01 June 2016

May 2016 Quiz

All but one of our quiz birds appear to be Bonaparte's Gulls. We can base this on the black ear-spots and small, pointy, thin bills. Laughing and Franklin's Gulls both have darker gray upperparts and noticeably longer and heavier bills.

But what of the smallest bird (second from left) with the more extensive dark cap? This individual is striking and would likely be the first bird to grab your attention in the field. The "extra" amount of black on the cap is interesting but far from diagnostic. Much more important is its apparent size and proportionally smaller bill. Only one species with such a small build fits the profile: Little Gull.

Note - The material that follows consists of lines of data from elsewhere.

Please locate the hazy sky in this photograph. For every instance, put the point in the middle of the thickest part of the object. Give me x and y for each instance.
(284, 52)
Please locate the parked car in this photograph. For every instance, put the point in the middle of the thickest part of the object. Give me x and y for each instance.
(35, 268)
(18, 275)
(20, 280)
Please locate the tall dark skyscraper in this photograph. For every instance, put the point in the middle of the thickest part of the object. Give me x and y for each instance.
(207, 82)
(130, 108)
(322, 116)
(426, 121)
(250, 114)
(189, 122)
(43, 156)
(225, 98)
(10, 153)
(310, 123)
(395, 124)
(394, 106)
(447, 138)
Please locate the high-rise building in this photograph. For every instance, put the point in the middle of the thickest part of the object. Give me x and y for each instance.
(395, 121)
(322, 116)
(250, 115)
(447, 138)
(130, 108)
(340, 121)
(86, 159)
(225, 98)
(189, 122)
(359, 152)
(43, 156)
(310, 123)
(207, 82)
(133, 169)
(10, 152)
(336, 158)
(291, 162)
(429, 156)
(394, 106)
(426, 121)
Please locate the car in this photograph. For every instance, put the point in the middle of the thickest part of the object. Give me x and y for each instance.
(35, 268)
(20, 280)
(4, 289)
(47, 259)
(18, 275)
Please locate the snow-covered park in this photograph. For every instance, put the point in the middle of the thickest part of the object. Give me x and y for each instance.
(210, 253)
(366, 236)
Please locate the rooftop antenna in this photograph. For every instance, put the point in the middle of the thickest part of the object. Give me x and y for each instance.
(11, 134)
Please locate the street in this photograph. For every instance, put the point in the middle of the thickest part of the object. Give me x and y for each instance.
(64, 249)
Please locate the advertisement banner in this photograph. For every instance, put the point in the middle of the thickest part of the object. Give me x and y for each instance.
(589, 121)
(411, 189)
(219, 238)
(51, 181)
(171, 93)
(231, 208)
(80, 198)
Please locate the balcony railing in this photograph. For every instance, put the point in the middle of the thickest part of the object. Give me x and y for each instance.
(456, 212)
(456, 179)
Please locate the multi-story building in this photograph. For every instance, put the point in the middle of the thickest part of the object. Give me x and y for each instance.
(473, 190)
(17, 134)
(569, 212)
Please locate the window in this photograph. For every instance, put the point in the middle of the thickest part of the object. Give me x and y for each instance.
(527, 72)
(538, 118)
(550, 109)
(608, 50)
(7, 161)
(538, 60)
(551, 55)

Notice how the Little Gull, and the gulls directly to its left and right have short primary projections. All three of these gulls have dropped and/or are growing new flight feathers (complete prebasic molts). The black mark seen above the Little Gull's tail is a subterminal band on a newly grown primary. Here's an open wing showing this:

In this image, you can see there are a few "old" outertail feathers that have yet to be replaced. Also, the dirty black smudges on the greater primary coverts and other regions of the upperwing all point to a sub-adult. Adult Little Gulls lack black markings on the primary tips. It'll be another year before this one (presumably) takes on a definitive adult plumage aspect. Therefore, we'll age this Little Gull as a 2nd cycle "type".

Manitowoc, Wisconsin on 01 August 2014.